Predicting the Impact Locations of Space Debris
- Jan 25, 2021
- Blog Post
- Systems Tool Kit (STK)
What is space debris? We define it as an inactive body orbiting the Earth, such as a satellite at the end of its lifetime, a rocket body, or a small object jettisoned from a “parent” object, such as a payload firing.
A piece of space debris may or may not fall to Earth depending on the characteristics of its orbit. While a defunct geostationary satellite will stay in space forever, an object in a low Earth orbit (LEO) or a highly elliptical orbit (HEO) with a low perigee will reenter Earth’s atmosphere. This is good for the safety of the space environment because it won’t become a threat for other orbiting objects, but it does mean that the object could fall to Earth and pose some risk to the population. This risk raises the question: how do we determine where and when an object will reenter the Earth’s atmosphere, and what will happen when it does?
Estimating the location and epoch of an object’s reentry is dependent on several parameters that have some degree of uncertainty:
- Mass: while well known for satellites, we don’t know the mass of debris that has been created after events such as a collision.
- Cross-sectional area: this depends on size and attitude which is usually unknown during reentry.
- Air density: this is normally estimated using empirical models that are not exact. Also, its value is a function of the instantaneous value of the solar flux, which might reflect an estimate for future epochs.
- Drag coefficient: this is a dimensionless value used to quantify the drag generated from an object in a fluid environment. This is a function of the object’s velocity and of its form factor, and for a piece of space debris that form factor, or physical shape, is usually unknown.
- The state (position, velocity) at initial time: it may vary depending on the quality of the measurements that generated the initial state, but we never have the exact knowledge of the state.
A possible solution is to run a stochastic model to recreate the same scenario by changing an element (e.g., the initial state or the cross-sectional area) accordingly with some normal distribution that represents our actual knowledge of the system. Automating the work with STK Integration is a great way to do that.
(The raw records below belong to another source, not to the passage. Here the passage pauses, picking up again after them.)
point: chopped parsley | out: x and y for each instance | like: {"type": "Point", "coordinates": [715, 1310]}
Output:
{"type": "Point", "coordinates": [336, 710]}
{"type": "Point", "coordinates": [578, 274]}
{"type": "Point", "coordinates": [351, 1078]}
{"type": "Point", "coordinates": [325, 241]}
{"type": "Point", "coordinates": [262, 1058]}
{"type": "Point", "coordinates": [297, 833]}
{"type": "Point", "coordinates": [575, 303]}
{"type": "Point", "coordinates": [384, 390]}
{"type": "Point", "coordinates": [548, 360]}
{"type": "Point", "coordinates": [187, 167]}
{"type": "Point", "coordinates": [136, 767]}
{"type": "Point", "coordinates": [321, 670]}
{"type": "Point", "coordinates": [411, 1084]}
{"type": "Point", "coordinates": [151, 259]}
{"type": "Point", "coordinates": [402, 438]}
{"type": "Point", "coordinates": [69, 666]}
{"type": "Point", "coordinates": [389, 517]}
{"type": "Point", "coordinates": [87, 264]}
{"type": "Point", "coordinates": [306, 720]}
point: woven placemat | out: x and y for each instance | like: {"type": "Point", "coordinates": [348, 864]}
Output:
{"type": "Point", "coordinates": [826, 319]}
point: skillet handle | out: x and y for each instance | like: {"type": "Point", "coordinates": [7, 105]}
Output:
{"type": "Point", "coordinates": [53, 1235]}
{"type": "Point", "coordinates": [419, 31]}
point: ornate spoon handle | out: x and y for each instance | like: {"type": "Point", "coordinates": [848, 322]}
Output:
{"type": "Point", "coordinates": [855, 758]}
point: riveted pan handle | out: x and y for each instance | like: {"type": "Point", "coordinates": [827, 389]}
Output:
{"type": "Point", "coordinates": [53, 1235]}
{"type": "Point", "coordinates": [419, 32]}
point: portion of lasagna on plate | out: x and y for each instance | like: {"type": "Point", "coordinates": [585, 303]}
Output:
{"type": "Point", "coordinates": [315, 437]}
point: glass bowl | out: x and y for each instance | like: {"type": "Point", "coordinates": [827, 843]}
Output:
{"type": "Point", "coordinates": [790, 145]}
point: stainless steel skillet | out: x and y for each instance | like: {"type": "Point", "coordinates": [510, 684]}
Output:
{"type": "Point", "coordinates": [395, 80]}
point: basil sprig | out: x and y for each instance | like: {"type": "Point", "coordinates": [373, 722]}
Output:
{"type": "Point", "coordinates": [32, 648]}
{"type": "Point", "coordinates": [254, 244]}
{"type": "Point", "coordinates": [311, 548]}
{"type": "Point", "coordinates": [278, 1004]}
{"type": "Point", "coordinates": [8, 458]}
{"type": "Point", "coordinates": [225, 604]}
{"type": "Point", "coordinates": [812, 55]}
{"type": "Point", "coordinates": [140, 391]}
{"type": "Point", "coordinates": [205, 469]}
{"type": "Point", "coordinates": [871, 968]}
For example, I developed an app called the Reentry Calculator to plan deorbits, but you can also use it to assess the risk of unplanned reentries. We can perform multiple runs of a propagator— STK Astrogator, in this case— using the normally distributed values around the initial state, and eventually for the other parameters.
The picture below shows the calculator's user interface:
This tool accepts an input of the two-line element (TLE) of the decaying object and allows you to define uncertainty levels around its initial state and a specific density model. After filling in the physical data fields, you choose a specific number of runs. At each run, the initial state is changed slightly and, using Astrogator, the object is propagated until it reaches the ground.
The impact times and locations are collected and displayed as time components and target objects, respectively. At the end of the runs, the results are converted back into a statistical format of mean impact epoch and 1-sigma deviation.
STK shows the likelihood of the effective impact location by performing a coverage analysis against any of the resulting impact locations from the runs.